Without this clear visibility, companies will often find themselves taking a capital intensive approach, with lower returns on investments. Intuition is a powerful tool, but relying on it without actionable insights (driven by data) is essentially like taking shots in the dark. You might land yourself a shot every now and then, but you’ll find yourself dragging along a bunch of low impact campaigns along the way because you were never able to identify them properly.
Efficient measurement isn’t just about knowing where to spend your marketing dollars; it’s also about knowing what data you should be generating and using. The digital space allows you to collect a plethora of information which can lead to ’paralysis-by-analysis;’ even if you’re properly collecting information, it can be a daunting task to then action it.
The need for marketers to develop good measurements is therefore twofold; to direct marketing spend and direct use of data. Having a great set of KPIs is the ticket to navigating this difficult space.
The key element here is to identify a limited set of KPIs that will track your progress towards clearly stated objectives. While you should be collecting as much data as possible that is relevant to your business, there is no need to track and visualise all of it. You shouldn’t clutter your dashboards with unnecessary KPIs. They should be a tool to direct your efforts, not a burden on the business’ ability to grow.
Dashboards must reflect the business level at which they’re used. They can’t be too detailed as their aim is to clearly (and simply) provide strategic overview and actionable insights to guide operations.
So when designing your KPI’s you should first ask yourself; What are your objectives? What is it you want to achieve? What level of granularity or overview is appropriate? This will allow you to narrow down the scope of what you need to be measuring.
Knowing what to track is only the beginning. When designing your KPIs, there are three key things to consider:
Your KPIs should measure various rates of change and not absolute values. Knowing the total number of users or the total servicing costs is important but it isn’t what you should be tracking on a daily basis to guide your efforts. Instead, you should look to, for example, the number of signups per day. The timeframe that you choose (per day, week, month etc) will depend on your business and growth stage. The important thing is to look for changes and trends.

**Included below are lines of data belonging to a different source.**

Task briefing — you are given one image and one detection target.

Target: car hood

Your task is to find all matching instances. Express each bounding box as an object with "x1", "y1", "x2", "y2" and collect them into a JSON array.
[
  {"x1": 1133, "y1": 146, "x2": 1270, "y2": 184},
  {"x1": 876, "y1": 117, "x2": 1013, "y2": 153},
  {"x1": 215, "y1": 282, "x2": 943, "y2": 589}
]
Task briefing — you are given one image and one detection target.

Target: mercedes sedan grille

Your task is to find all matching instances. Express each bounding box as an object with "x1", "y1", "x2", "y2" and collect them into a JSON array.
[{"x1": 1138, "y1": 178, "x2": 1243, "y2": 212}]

Ultimately, any set of KPIs will only be useful if they guide you towards sustainable growth, and not short-term results. This becomes even more important in environments with high pressure for performance.

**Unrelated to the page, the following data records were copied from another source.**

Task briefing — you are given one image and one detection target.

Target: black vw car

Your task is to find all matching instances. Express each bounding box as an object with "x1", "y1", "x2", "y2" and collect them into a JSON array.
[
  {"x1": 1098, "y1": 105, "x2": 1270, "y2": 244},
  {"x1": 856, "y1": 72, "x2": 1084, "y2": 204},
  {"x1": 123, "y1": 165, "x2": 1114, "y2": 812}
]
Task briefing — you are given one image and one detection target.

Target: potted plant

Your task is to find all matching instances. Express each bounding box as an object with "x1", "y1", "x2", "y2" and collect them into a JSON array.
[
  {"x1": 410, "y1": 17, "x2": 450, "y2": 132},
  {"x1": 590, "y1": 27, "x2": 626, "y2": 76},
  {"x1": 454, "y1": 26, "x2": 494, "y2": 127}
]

The famous example of the Siberian oil drillers serves as a classic warning of poor KPIs. The drillers were scored based on metres drilled, not on actually finding oil. The winning team was ultimately the one that hadn’t found any oil because they realised that it was easier to just drill the first 100m and then drill a large number of shallow holes to meet performance targets.
“You get what you measure.”
You need to ensure that they are framed in a way that promotes sustainable initiatives for long-term growth.
While cross-collaboration and sharing a stake in the business’s growth is of fundamental value for success, there needs to be clear ownership of the KPIs. If the control of the metric falls within multiple teams, the failure of one team can be obscured by the achievement of another. It’s therefore important in those circumstances to split the metric in two. That way it will immediately become clear which process is working and which isn’t.
These are some of the core best-practices around KPI setting, but at the end of the day, it’s important to bring your own creativity and flair to how you structure your team’s objectives. The key takeaway is to remember to be thoughtful about what you track. Don’t track everything under the sun, only the areas that are of great importance to growing your business.